Une généalogie ascendante nous permet d’établir une série de fonctionnements types – cadre-limite, cadre-objet, ellipse interne, ellipse externe – et, ainsi, de considérer les éléments filmiques du point de vue de leur élaboration interne. Le cinéma sécrète ses propres outils d’analyse. C’est d’ailleurs lui qui va dramatiser et diégétiser le cadre. Pour rendre compte de cela nous devons passer par une étude du montage. Si l’intérêt de l’analyse consiste à établir des types de fonctionnement pour le cadre ou pour l’ellipse, c’est parce qu’ils sont au préalable mis en œuvre par le film. C’est aussi ce que diagnostiquera André Gaudreault. Il va dresser une typologie du plan en nous expliquant que l’histoire du cinéma en crée trois sortes : 1. la vue (cadre-limite) ; 2. les plans non-continus (plan-tableau et ellipse interne) ; 3. l’enchaînement de plans continus (plan et l’ellipse externe)36. Ces types entretiennent une résonnance certaine

avec des principes de composition et en génèrent de nouveaux (le raccord par exemple). Ils développent chacun des fonctions, ce qui aura une incidence sur l’analyse.

Toutefois, le plan comme le cadre cultivent une force centripète. L’analyse devra se pencher sur les moyens mis en œuvre pour en rendre compte. Finalement, les formes de l’expression (cadre-limite et cadre-objet) redoublent les formes du contenu (la place centrale accordée à l’histoire), elles-mêmes redoublées par les formes de l’analyse (la lisibilité, la hiérarchisation et la dramatisation). D’une part, la construction de l’image permet de mettre en avant les éléments important en en proposant une hiérarchisation et leur répartition dans l’espace. D’autre part, la grande profondeur de champ garantit leur lisibilité. Afin de saisir, en plus du déplacement terminologique, le changement de fonctionnement de la place à la scène, de la vue au film, du tableau au plan, nous considèrerons les thèses d’André Gaudreault et de Tom Gunning.

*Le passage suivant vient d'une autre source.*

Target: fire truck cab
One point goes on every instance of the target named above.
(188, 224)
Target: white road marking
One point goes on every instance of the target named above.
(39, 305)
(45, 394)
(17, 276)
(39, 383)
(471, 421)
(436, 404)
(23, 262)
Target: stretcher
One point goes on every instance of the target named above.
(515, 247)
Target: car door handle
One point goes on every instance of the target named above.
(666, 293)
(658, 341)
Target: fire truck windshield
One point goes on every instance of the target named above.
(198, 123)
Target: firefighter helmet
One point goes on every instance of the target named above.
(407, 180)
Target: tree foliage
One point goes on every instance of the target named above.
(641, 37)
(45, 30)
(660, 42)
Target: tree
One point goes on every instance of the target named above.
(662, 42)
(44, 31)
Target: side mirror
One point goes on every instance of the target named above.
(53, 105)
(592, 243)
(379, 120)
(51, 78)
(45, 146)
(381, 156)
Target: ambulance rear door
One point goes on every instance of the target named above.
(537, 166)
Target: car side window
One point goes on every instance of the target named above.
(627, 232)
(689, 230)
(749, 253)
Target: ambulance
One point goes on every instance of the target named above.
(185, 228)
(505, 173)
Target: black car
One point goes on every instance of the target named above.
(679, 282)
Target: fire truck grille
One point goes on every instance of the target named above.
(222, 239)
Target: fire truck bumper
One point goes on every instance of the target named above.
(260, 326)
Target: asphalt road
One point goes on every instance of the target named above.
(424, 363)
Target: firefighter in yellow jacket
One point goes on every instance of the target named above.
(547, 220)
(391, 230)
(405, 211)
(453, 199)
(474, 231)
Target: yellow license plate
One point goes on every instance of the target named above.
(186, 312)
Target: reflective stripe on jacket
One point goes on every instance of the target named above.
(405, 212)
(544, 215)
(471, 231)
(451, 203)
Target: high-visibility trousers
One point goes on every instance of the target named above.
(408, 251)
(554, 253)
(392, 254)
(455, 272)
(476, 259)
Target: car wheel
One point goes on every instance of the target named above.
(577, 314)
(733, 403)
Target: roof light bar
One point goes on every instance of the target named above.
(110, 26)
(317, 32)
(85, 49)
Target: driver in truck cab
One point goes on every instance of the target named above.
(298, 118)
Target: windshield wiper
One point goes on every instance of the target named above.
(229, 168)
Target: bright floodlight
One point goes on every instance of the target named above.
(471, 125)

Chez les frères Lumière, le cinéma montre (la vue) le monde et chez Méliès il raconte (le plan) un monde. Nous verrons que les plans cinématographiques se différencient des plans-tableaux dès lors que le cadre change de dynamique. En effet, c’est en introduisant une continuité entre les plans que ces derniers ne sont plus lus indépendamment les uns des autres, mais comme formant un tout : le film. Toutefois, entre les plans, il y a toujours des trous narratifs plus ou moins grands, les ellipses. Nous interrogerons l’ellipse cinématographique et ses implications au niveau du temps et de l’espace. Ceci nous permettra de donner une nouvelle définition du plan. C’est ainsi que nous aborderons la question du montage.